Netlify Developers

Compose Conference 2024 is coming!  Learn more

Building AI experiences on Netlify

by Sean Roberts

The rise and acceleration of AI experiences across the web is seeing an adoption curve unlike any technology we’ve seen in years. AI driven experiences have raised the bar in UX expectations and is offering new frontiers for serving customers. Traditional static design and rigid input experiences are going to become a sign of outdated experiences on the web. As we’re helping our millions of developers embrace these new capabilities, this guide will start your journey of building AI experiences on Netlify.


We’re going to discuss the high-level approaches to building AI experiences on Netlify. You’ll walk away knowing how to start your AI journey, what parts of AI workloads Netlify can support, and considerations to keeping things fast and secure. Along the way, we’ll step through some examples that you can code along with to get started.

I got 99 problems and AI should solve some

The first consideration in this space is to ensure you have a problem that’s right for AI to solve. Of course, those that are just exploring the tech and APIs this isn’t necessary. But if you’re building for your business/community, it’s important to start with the problem. AI is part of the solution (to a lot of problems) but it can be a challenge to start with the solution vs starting with the right problems. Starting with the right problem allows you to narrow in on which tools to use, provides clearer ways of evaluate the solutions, and reduces the risk of forcing a solution onto the wrong problem.

Here are some usecases/problems our customers solve with AI on Netlify today.

  • AI-driven chat agents to help their customer workloads
  • Generative UI to provide more personalized experiences
  • AI Agents/Assistants trained to solve key tasks on behalf of users
  • Publishing/hosting websites/artifacts generated by AI tools
  • Semantic search of knowledgebases to make it easier to get insights and solve issues
  • Storing and processing the data needed to create embeddings and push to vector databases
  • Generating or modifying images, content, etc. to personalize their customer experiences

Did you know?

Cognition Cognition Labs, creators of the AI Software Engineer, Devin, faced challenges with needing to be able to run, host, and validate web experiences created by their AI engineer.

The team chose Netlify to manage all of the web infrastructure that Devin produces during its development.

Composable AI stacks

With a usecase and concept in mind, you’ll want to get to building on your stack as quickly as possible. Netlify’s composable platform let’s your team decide the right combination of tools to use to achieve your goals.

UI / Framework stack

You probably already have a framework of choice and a website you’re building on. If you don’t, here are some templates to get you started with a site on Netlify.
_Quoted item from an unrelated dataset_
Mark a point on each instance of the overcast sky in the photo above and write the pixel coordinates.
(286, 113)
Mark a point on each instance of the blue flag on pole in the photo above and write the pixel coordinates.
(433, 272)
For most usecases, AI solutions tend to be a server/backend concern. It’s often treated as an API layer separate from your frontend stack or integrated into it. That is to say, like your site’s other server concerns, your AI layer will usually look the same and sit next to the rest.

For example, if you’re building Generative UI via React Server Components, you are already integrating your server logic next to your components. Most websites today utilize a more trigger oriented flow - user interacts with UI, an API call happens, and UI is updated to reflect the information. Both approaches are supported on Netlify so you can use the approach that fits with your current site.

Any Model. Any AI Pattern. Any AI Framework.

Within your website architecture, you can decide which model and provider you would like to use. Netlify’s serverless runtime allows you to start working with AI without worrying about the infrastructure that powers it.

Access any AI model from a provider of your choosing. Here’s some that you might be interested in for your usecases.

  • OpenAI - powerful proprietary models
  • Groq - extremely fast LLM inference
  • HuggingFace - extensive library of open models
  • Anthropic - exceptional proprietary models
  • OctoAI - containerized access to models and inference stack
  • Google’s Vertex AI - powerful proprietary and open model access
  • countless more!

Depending on your usecases, you’ll employ various AI patterns. Whether you’re just using basic direct inference, RAG (Retrieval Augmented Generation), or supporting something more complex such as knowledge graphs. These patterns combine compute, data, and inference to achieve results and Netlify is the glue and runtime to make this happen.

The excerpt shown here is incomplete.